Physiologia Kircheriana experimentalis: general information of the treatise and the fate of a copy from the collections of Sakhalin regional universal scientific library
Keywords:
Athanasius Kircher, Johann Stephan Kestler, Johannes Janssenius van Waesberge, Physiologia Kircheriana experimentalis, history of science, Baroque science, book monument, library science, Sakhalin Regional Universal Scientific LibraryAbstract
The article is dedicated to natural philosophy work “Kircher’s Experimental Physiology” and divided into two parts. In the first part we give a general representation of the contents of the book, which is closely related to the history of its creation.
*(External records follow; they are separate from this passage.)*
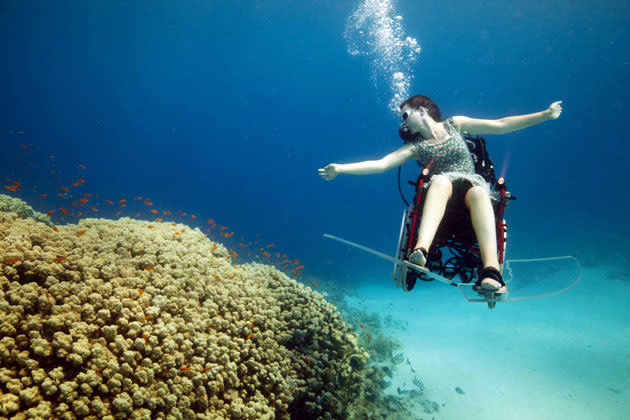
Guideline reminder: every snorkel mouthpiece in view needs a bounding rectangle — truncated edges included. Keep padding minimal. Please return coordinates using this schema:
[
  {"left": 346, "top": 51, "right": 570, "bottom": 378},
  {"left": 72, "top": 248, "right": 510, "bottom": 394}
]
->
[{"left": 398, "top": 123, "right": 420, "bottom": 143}]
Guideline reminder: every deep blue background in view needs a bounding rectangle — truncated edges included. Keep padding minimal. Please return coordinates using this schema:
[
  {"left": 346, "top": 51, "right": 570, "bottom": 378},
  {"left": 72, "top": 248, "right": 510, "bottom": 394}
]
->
[{"left": 0, "top": 0, "right": 630, "bottom": 281}]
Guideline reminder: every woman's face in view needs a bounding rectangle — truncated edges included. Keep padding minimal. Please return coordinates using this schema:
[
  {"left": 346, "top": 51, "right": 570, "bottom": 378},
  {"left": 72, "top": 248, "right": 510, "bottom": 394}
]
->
[{"left": 400, "top": 106, "right": 433, "bottom": 133}]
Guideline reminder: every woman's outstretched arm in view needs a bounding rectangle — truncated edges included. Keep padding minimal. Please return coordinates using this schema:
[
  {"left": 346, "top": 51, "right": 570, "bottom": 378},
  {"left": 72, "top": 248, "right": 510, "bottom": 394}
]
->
[
  {"left": 453, "top": 101, "right": 562, "bottom": 135},
  {"left": 318, "top": 143, "right": 415, "bottom": 181}
]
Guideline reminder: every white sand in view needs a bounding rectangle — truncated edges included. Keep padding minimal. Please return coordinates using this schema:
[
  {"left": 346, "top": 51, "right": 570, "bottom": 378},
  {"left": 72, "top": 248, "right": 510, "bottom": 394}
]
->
[{"left": 349, "top": 270, "right": 630, "bottom": 420}]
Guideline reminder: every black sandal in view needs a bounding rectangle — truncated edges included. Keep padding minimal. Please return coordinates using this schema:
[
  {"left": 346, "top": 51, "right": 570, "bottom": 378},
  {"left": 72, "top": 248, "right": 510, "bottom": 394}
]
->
[
  {"left": 473, "top": 267, "right": 507, "bottom": 294},
  {"left": 407, "top": 247, "right": 429, "bottom": 267}
]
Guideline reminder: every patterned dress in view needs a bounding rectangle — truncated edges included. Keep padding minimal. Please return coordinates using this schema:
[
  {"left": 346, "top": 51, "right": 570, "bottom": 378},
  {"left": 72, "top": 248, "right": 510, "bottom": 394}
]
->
[{"left": 413, "top": 118, "right": 492, "bottom": 196}]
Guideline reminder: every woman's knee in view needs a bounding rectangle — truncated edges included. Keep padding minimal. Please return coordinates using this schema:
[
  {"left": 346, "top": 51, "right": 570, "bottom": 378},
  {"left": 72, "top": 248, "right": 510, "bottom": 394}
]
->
[{"left": 464, "top": 186, "right": 490, "bottom": 207}]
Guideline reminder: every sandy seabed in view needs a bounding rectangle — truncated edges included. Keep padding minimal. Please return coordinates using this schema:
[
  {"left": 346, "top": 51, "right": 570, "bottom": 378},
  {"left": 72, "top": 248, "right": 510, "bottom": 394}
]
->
[{"left": 347, "top": 269, "right": 630, "bottom": 420}]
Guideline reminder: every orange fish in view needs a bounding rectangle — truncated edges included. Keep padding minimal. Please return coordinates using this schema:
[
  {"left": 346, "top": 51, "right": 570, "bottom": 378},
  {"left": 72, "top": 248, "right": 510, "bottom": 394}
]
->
[{"left": 4, "top": 257, "right": 20, "bottom": 265}]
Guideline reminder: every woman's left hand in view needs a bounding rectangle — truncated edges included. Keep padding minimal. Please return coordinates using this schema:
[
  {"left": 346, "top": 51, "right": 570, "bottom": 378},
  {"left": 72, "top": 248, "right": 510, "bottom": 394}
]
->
[{"left": 547, "top": 101, "right": 562, "bottom": 120}]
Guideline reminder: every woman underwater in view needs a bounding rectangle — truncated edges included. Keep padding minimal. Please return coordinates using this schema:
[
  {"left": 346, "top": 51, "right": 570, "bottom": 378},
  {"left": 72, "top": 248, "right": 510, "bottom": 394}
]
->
[{"left": 319, "top": 95, "right": 562, "bottom": 294}]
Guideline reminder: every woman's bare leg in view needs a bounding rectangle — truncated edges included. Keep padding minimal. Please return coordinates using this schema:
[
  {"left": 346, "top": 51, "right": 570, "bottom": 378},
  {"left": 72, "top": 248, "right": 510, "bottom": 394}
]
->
[
  {"left": 414, "top": 175, "right": 453, "bottom": 251},
  {"left": 464, "top": 187, "right": 501, "bottom": 289}
]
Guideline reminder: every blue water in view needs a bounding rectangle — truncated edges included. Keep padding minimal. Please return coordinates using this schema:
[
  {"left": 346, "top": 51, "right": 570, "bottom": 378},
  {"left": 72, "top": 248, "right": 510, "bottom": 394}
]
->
[{"left": 0, "top": 0, "right": 630, "bottom": 283}]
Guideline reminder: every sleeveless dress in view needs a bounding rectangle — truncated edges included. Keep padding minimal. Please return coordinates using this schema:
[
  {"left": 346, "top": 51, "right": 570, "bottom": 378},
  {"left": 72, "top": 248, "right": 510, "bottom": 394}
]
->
[{"left": 413, "top": 117, "right": 493, "bottom": 197}]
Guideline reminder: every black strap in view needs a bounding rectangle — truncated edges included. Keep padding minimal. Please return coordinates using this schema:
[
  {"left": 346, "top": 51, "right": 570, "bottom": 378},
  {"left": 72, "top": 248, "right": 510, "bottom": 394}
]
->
[{"left": 475, "top": 267, "right": 505, "bottom": 287}]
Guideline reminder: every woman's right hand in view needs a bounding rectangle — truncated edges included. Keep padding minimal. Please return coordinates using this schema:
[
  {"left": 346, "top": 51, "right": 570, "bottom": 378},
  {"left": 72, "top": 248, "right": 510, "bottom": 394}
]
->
[{"left": 318, "top": 163, "right": 339, "bottom": 181}]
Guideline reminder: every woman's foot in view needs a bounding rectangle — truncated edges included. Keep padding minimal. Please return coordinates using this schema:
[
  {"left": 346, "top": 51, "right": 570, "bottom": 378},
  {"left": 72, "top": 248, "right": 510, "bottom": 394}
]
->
[
  {"left": 409, "top": 247, "right": 427, "bottom": 267},
  {"left": 475, "top": 267, "right": 507, "bottom": 294}
]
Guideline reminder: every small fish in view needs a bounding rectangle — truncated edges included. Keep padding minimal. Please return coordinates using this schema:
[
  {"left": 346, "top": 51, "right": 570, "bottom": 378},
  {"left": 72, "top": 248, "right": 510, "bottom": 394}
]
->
[{"left": 4, "top": 257, "right": 20, "bottom": 265}]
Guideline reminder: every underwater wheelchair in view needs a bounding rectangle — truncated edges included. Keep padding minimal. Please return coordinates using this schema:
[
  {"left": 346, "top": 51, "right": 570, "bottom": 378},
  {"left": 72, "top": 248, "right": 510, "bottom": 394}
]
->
[{"left": 392, "top": 134, "right": 516, "bottom": 308}]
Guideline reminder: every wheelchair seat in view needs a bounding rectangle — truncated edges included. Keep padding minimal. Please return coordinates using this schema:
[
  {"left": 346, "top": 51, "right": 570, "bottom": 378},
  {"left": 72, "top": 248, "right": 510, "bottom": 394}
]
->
[{"left": 393, "top": 168, "right": 516, "bottom": 291}]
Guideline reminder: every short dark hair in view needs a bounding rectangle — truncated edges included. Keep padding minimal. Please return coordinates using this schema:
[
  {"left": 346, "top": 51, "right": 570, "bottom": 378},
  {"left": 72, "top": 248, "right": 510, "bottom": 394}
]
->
[{"left": 400, "top": 95, "right": 442, "bottom": 122}]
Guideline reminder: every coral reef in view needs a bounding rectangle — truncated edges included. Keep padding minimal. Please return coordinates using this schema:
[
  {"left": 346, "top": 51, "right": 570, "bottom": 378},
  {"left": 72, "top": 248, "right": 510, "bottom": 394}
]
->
[{"left": 0, "top": 203, "right": 370, "bottom": 419}]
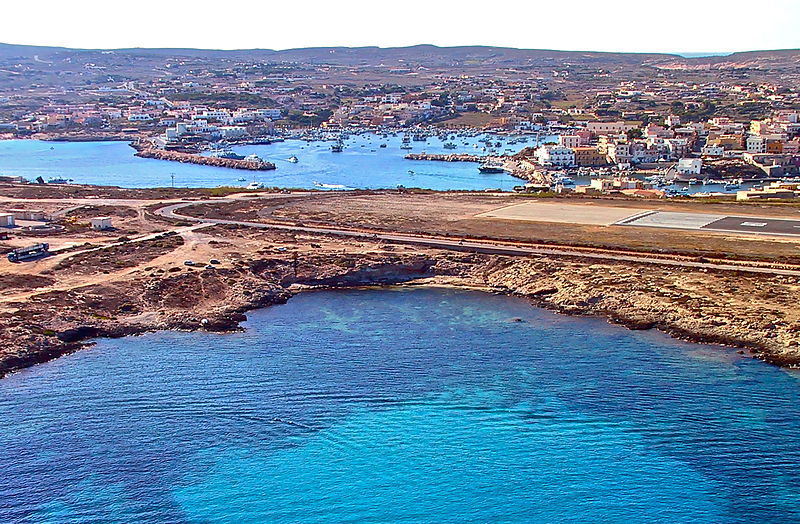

Published fifteen years earlier, “Subterranean World” by the Jesuit Athanasius Kircher received a controversial reception from the contemporaries: both among forerunners of modern scientific thought, who criticized Kircher for his theory of panspermia, and even more so among researchers, who believed in the possibility of transmuting metals through alchemy, which reality Kircher rejected. In response to this criticism, his disciple Johann Stephan Kestler compiled in 1675 a compendium of his master’s previously published texts, accompanied by his own comments, which was published five years later. The second part of the article is dedicated to a copy of the book stored in the collection of the Sakhalin Regional Universal Scientific Library. Established as a book monument in 2020, it entered the library in 1972 from the V. I. Lenin State Library of the USSR (current Russian State Library) collection; however, we have only indirect and fragmentary evidences of its previous history and its further specialized study, as it seems to us, is of significant scientific interest what we are trying to actualize in the text.